記事中に掲載されている価格・税表記および仕様等は予告なく変更することがあります。

こんにちは、島村楽器名古屋パルコ店の立浦です。
本日はSHUREさんの新たなマイクロフォン「MV88 USB-C」についてご紹介させていただきます。

SHURE MV88シリーズはAndroid/iOS スマホ・タブレットに接続できる外付けマイクで、軽量・コンパクトで手軽に高音質なサウンドで収録できる人気モデルです。
SHURE の「MV」という名を冠したシリーズ は、コンテンツ制作・ポッドキャスト・配信・モバイル録音などに向けた MOTIVというブランドのデジタルマイク群です。PC/スマホにUSB接続して簡単に高音質録音できるよう設計されており、以前私がレビューさせていただいたMV7+なども、このシリーズの一つですね!
用途やデザインの異なる様々な“MV”のシリーズがリリースされているのですが、中でもMV88はモバイル、つまりスマホやタブレットでの収録に特化したモデルに位置します。


2015年にリリースされたMV88-AというLightning端子に接続できるiOS用モデルを皮切りに、これまでもMV88+STEREO、MV88 VideoKitなど様々なモデルがリリースされており、いずれも好評を博しています。

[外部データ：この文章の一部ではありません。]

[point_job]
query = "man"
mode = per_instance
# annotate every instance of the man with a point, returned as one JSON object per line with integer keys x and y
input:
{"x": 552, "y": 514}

新しくなったMV88 USB-C、早速ご紹介していきましょう!

USB-C端子に接続可能

元々のMV88-AがLightning端子に取り付けるタイプのiOS専用だったのに対し、今回のMV88 USB-Cは型名の通りUSB-Cのスマホ・タブレットに装着が可能になりました。
iOSはもちろん、対象のAndroid端末にも対応しているので、幅広いユーザー層にお使いいただくことが可能です。

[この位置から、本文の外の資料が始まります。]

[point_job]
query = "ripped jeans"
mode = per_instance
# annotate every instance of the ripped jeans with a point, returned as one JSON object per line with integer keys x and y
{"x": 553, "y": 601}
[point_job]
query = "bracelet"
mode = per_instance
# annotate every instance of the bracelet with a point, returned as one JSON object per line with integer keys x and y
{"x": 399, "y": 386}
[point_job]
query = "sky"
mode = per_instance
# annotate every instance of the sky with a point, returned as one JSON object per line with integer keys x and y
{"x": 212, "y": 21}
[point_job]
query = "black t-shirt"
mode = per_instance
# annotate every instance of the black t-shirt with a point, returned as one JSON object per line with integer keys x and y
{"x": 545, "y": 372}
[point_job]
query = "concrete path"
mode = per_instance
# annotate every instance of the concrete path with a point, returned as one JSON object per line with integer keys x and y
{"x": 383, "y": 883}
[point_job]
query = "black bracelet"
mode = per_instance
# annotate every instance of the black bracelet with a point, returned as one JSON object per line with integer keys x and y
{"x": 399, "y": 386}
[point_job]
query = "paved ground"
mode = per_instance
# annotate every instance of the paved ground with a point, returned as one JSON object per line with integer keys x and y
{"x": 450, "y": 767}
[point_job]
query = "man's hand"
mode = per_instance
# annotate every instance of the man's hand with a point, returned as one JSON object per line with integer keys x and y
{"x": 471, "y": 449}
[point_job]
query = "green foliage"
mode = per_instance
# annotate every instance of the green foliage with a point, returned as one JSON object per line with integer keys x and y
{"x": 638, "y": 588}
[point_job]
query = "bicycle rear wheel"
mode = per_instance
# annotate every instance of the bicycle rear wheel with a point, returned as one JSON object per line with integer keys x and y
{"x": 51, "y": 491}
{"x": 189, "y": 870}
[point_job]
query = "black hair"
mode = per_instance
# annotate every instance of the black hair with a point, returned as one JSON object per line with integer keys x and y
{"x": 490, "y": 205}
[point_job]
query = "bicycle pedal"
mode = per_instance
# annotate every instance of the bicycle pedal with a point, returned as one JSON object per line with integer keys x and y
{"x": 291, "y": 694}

以前はスマホに挿す際に厚手のケースを付けてると差し込み出来なかったりしたのですが、今回のMV88 USB-Cは嬉しいことにケースを付けたまま装着可能!
差し込むと電源が入り、自動的に収録用のマイクはスマホからMV88に切り替わり、24-bit/48 kHzで、高解像度でクリアな音声が録れます。

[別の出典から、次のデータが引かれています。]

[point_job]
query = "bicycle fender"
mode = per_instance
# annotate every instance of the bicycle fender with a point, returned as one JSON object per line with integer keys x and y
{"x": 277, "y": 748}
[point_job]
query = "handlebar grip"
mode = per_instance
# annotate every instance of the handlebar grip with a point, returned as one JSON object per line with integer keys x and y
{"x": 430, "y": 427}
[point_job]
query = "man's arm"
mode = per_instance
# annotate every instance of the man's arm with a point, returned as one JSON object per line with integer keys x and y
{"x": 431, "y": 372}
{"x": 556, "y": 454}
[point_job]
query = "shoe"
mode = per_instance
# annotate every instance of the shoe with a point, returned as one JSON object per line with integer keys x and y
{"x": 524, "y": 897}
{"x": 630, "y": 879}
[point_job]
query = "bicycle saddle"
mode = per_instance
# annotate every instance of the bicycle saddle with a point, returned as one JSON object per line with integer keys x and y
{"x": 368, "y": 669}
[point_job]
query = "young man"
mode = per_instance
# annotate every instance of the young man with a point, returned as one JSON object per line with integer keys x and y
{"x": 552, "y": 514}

上記の様な感じで、マイクを最大90度まで傾けたり回転させたりして、マイクが録音対象に直接向くように調整できます。

専用ケースや風防も初期付属。ありがたいですね♪

iPhone標準マイクとのサウンド比較

iPhoneの標準マイクとMV88 USB-Cを使って楽器演奏を録音し、音の違いを比較した短い動画を制作してみました。
(ヘッドホン推奨)

まずはグランドピアノから。

iPhone15にMV88USB-Cを接続し、ピアノの背面から上記のような距離感でステレオで撮影しました。
最初はiPhone15本体のマイク、0:54〜はMV88 USB-Cで収録したテイクです。

いかがでしょう?
iPhoneの標準マイクと比較し、一聴して違いがお分かりいただけるのではないでしょうか。
このMV88 USB-Cには大型のコンデンサーマイクが2基搭載されており、iPhone標準のマイクに比べてよりステレオ感のある解像度の高い音が収録可能となります。
左側の低音鍵盤から右側の高音鍵盤まで、流れるように綺麗に録音できており、また強弱のニュアンスもMV88 USB-Cの方が明らかに良くなっていると思います!通常の演奏動画はもちろん、ピアノコンクールなどの動画審査でもMV88 USB-Cを使った動画の方が適しているのではないでしょうか?

続いてアコースティックドラム。

こちらも、上記のような感じでドラム奏者の真後ろ斜め上からステレオ撮影しています。

こちらも明確に違いますね!
iPhoneのマイクだと全体にモコモコしていたり潰れてしまっていたサウンドですが、MV88 USB-Cではキック〜シンバルの低音から高音域までのバランスが良くなっており、また、各楽器(特にシンバル)の鳴りや配置がより明瞭になっているかと思います。
今回は当店ドラムセットの位置関係上、この位置からの収録となりましたが、こちらの動画のようにマイキングする位置によってサウンドも大きく変化します。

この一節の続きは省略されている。